Not only does the sequence dependent model predict the experimental dinucleotide bulge contribution well, it is also consistent with the published model used to predict the free energy contribution of trinucleotide bulges ⁽¹⁹⁾. Both models are sequence dependent; they rely on the identity of the bulge nucleotides and the adjacent base pairs to predict the free energy contribution to the bulge. Also, for dinucleotide and trinucleotide bulges, bulges consisting of all pyrimidines or all purines are more destabilizing than bulges consisting of both pyrimidines and purines. Finally, both dinucleotide bulges and trinucleotide bulges utilize a penalty for an A-U adjacent pair (0.49 kcal/mol for dinucleotide bulges and 0.45 kcal/mol for trinucleotide bulges) and a bonus for a G-U adjacent pair (−0.28 kcal/mol for dinucleotide bulges and −0.56 kcal/mol for trinucleotide bulges) ⁽¹⁹⁾. This G-U bonus is also present in the predictive model for single nucleotide bulges ⁽¹⁸⁾.
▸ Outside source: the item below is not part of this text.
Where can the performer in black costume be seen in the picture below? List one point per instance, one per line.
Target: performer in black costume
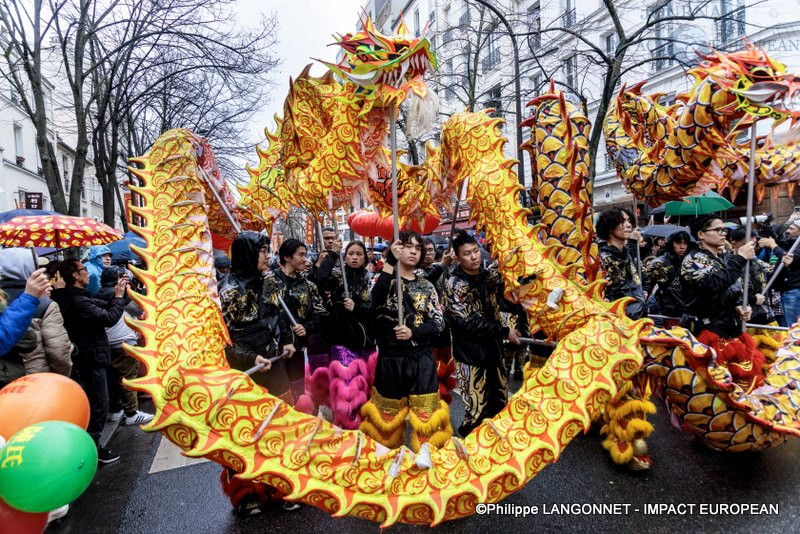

With the collection of new thermodynamic data for 18 dinucleotide bulges (plus one additional bulge from the literature) new experimental data is available for free energy and secondary structure prediction software. The newly-derived sequence dependent predictive model can also be incorporated into prediction software. These should both improve prediction of RNA stability and secondary structure from sequence.